# Metadata Reference

This document covers all metadata-related features in the `tablestore-agent-storage` SDK:
- **MetadataField / MetadataFieldType**: Define metadata fields when creating a knowledge base
- **EmbeddingConfiguration**: Custom Embedding model configuration
- **MetadataFilter**: Filter documents by metadata fields during retrieval

---

## 1. Metadata Field Definition (When Creating a Knowledge Base)

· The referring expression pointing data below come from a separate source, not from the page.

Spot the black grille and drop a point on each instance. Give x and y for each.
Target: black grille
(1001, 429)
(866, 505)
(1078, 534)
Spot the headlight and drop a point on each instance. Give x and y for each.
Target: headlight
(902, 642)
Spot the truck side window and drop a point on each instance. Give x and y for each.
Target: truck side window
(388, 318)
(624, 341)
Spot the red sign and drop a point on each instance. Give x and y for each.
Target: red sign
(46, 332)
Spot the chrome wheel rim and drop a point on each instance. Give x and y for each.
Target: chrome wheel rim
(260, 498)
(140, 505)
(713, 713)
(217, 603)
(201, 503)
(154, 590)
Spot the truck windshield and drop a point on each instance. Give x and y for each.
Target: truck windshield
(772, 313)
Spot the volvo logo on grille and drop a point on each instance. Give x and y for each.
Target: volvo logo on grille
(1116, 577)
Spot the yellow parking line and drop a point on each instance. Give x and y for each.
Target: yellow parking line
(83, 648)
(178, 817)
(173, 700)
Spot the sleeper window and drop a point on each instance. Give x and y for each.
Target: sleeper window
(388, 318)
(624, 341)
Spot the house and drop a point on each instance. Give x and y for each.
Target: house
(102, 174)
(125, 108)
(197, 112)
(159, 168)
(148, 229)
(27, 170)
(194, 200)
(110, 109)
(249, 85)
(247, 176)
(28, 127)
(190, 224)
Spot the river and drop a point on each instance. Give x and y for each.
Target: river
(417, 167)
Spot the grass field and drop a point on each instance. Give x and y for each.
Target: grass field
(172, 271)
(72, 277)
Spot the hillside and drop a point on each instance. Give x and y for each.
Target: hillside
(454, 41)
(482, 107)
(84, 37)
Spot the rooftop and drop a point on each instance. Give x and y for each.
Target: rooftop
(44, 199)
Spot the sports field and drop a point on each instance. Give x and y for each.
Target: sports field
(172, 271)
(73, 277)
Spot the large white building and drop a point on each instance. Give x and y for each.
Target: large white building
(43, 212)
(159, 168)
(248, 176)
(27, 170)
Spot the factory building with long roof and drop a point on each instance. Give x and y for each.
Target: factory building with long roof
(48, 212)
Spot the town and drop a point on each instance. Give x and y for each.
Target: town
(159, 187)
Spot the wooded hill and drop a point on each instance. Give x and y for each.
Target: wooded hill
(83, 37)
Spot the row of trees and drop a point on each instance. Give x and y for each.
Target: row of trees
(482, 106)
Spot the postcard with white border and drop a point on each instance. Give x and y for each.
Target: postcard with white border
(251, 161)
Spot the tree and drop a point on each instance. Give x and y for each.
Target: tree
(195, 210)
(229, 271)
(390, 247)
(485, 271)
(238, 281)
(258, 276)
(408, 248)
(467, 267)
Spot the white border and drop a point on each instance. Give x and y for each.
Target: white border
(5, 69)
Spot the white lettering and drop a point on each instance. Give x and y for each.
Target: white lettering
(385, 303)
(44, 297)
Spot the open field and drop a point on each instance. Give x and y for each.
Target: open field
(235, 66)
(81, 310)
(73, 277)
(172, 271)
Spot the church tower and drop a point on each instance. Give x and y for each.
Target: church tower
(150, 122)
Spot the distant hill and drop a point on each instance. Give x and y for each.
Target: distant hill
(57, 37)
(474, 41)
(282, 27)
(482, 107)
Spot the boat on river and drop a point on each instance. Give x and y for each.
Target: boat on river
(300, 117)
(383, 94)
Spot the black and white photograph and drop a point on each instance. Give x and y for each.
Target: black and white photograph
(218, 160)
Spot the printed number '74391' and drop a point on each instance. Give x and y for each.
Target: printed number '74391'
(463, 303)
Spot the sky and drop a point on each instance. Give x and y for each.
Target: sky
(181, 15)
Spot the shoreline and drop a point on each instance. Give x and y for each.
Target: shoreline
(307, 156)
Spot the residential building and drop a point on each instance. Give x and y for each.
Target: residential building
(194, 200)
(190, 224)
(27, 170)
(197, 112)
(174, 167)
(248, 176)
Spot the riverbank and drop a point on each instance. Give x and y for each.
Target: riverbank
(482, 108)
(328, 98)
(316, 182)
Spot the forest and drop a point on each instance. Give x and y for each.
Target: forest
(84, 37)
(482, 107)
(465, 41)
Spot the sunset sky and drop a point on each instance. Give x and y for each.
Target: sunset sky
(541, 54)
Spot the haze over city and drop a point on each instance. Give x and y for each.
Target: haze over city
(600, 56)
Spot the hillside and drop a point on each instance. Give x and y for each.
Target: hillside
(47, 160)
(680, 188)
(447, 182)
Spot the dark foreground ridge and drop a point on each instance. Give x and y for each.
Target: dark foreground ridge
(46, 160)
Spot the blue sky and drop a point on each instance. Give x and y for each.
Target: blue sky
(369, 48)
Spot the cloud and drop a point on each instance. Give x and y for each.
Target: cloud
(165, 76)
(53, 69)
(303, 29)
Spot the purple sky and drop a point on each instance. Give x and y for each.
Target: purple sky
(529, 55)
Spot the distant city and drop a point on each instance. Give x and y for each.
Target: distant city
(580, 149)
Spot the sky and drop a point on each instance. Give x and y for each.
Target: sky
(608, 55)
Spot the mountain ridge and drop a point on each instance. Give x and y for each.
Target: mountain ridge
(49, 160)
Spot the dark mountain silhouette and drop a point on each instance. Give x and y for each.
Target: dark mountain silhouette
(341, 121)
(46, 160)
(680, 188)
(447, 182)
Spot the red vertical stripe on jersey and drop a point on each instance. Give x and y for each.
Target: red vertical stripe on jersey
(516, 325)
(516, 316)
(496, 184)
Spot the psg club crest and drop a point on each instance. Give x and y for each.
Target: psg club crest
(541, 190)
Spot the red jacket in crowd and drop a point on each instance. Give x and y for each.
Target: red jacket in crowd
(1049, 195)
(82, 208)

### Supported MetadataFieldType Types

| Type | Description |
|------|-------------|
| `string` | String |
| `long` | Integer |
| `double` | Floating point |
| `boolean` | Boolean |
| `date` | Date (format: `YYYY-MM-DD HH:mm:ss`) |
| `string_list` | String list |
| `long_list` | Integer list |
| `double_list` | Floating point list |
| `boolean_list` | Boolean list |
| `date_list` | Date list |

### Define Metadata Fields When Creating a Knowledge Base

**Dict style:**
```python
client.create_knowledge_base({
    "knowledgeBaseName": "my_kb",
    "description": "Knowledge base with subspace support",
    "subspace": True,
    "tags": ["production", "docs"],
    "metadata": [
        {"name": "author", "type": "string"},
        {"name": "created_date", "type": "date"},
        {"name": "version", "type": "long"},
        {"name": "score", "type": "double"},
        {"name": "is_public", "type": "boolean"},
        {"name": "categories", "type": "string_list"}
    ]
})
```

**Model style (recommended, with type hints):**
```python
from tablestore_agent_storage import (
    CreateKnowledgeBaseRequest, MetadataField, MetadataFieldType,
    EmbeddingConfiguration
)

request = CreateKnowledgeBaseRequest(
    knowledge_base_name="my_kb",
    description="My knowledge base",
    subspace=True,
    tags=["production"],
    metadata=[
        MetadataField(name="author", type=MetadataFieldType.STRING),
        MetadataField(name="created_date", type=MetadataFieldType.DATE),
        MetadataField(name="version", type=MetadataFieldType.LONG),
        MetadataField(name="score", type=MetadataFieldType.DOUBLE),
        MetadataField(name="is_public", type=MetadataFieldType.BOOLEAN),
        MetadataField(name="categories", type=MetadataFieldType.STRING_LIST),
    ]
)
client.create_knowledge_base(request)
```

### EmbeddingConfiguration (Custom Embedding Model)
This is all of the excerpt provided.